Well you hit all the standard touchpoints

America's adventure is ill-informed, at least compared to the non plans and benign neglect suggested in the article. - check.

Islamic radicalism didn't really exist before 1996. Or if it did it didn't rise to the level of forcing us to look at it. - check.

Somehow, somewhere, it's Israel's fault. - check.

There is a vague plot afoot that holds sway over even Rumsfeld. - check.

Some kind of dictatorship we can ignore is preferable to one we can't. - check.

If only warring factions, factions I might add that have either always been at each other's throats or only since such time as one could blame any random US administration for it, could simply get along. - check.

The West hates Islam. - check.

Of course I had to make sure I wasn't reading the Onion when I read this: "Dreyfuss, who covers national security for Rolling Stone,".

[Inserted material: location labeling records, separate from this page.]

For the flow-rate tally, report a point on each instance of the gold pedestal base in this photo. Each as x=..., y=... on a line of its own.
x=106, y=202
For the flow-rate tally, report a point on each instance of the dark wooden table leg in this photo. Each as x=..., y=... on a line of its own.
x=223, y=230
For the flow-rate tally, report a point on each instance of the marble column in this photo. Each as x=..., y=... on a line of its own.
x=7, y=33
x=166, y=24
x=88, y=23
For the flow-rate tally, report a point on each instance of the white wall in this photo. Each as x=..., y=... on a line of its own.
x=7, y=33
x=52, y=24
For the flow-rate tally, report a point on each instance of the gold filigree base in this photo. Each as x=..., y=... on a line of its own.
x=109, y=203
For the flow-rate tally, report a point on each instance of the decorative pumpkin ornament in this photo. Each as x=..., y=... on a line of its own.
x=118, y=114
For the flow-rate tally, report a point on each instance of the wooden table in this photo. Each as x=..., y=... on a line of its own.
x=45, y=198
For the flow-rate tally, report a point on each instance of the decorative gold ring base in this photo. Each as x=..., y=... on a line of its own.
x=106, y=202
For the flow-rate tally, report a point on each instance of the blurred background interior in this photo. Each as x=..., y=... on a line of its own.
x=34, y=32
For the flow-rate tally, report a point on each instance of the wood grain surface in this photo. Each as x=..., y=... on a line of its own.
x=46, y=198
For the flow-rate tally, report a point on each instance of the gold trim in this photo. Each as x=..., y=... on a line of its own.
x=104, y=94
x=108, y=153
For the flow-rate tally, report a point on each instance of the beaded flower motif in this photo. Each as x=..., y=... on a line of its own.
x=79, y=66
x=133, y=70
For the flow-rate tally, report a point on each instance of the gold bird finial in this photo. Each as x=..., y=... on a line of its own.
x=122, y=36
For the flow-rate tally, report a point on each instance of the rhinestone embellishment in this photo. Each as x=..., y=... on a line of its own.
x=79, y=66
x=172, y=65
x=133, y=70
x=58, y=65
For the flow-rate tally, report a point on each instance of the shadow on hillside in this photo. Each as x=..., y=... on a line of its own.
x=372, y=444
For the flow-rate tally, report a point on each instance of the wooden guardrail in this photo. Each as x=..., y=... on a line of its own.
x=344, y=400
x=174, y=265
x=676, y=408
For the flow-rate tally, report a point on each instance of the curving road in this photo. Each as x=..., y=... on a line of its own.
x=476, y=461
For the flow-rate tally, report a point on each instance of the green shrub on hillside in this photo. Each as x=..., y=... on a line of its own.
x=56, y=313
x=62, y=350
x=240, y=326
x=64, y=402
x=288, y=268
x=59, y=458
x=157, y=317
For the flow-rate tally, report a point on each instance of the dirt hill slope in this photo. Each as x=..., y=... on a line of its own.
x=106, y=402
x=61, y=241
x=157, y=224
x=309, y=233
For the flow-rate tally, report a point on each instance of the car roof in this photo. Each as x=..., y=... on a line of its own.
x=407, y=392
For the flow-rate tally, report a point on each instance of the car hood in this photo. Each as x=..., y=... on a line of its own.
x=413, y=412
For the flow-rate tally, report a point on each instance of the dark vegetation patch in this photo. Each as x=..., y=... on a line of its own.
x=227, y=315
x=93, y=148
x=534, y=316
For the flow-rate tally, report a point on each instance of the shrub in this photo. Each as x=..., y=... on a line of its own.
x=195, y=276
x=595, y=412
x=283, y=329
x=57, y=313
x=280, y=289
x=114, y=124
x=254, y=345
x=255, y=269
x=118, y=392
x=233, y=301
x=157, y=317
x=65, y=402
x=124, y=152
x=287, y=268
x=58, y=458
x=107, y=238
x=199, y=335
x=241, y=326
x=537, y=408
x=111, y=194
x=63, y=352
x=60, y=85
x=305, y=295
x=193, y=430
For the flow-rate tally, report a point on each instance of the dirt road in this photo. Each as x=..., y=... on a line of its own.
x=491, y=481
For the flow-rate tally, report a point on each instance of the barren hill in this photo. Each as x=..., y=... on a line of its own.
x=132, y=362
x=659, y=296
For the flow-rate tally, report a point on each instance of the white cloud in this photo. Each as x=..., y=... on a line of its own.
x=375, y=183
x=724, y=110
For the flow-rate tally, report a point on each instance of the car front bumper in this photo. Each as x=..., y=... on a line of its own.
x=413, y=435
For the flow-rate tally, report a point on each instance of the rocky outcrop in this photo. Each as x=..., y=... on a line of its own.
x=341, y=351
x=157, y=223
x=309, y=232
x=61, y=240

In the end Brzezinski may wind up being right. Because some stirred-up Muslims is really only an issue if we choose to make it so. You can't have it both ways, can you? Really, in the big scheme of things, how has the middle east essentially altered our lives here in the west? The price of some products has increased and once in a while some people are murdered by fundamentalists who already live here. So perhaps they really aren't so much of a big deal as the big deal we created to market the threat.

But to be fair no one should be distracted from a long history of cynical policies of all the world's major powers in the middle east. The arab leaders were sitting round the camel dung fire in 1920 and shortly thereafter were discovered to be sitting on the world's largest pile of liquid wealth. They could not be expected to master the tools to run these 'countries' in such a short time and the history of places like Iraq which have had one bloody coup after another since all the way back to the end of WW1 are the rule not the exception. Countries that certainly were created on some European cartographer's wall chart, randomly but countries all the same.

And in the end the post colonial experience of the middle east isn't that materially different from that of Africa. It does however have these advantages:

It's easier to get to

The climate is better

It isn't as deadly as Africa

Oil power is easy to understand

I've always said that activists have a soft spot for the misery of people living in places they themselves would like to vacation in some day. And we simply can't have all these carbombings if we're to plant our leisure flags there some day.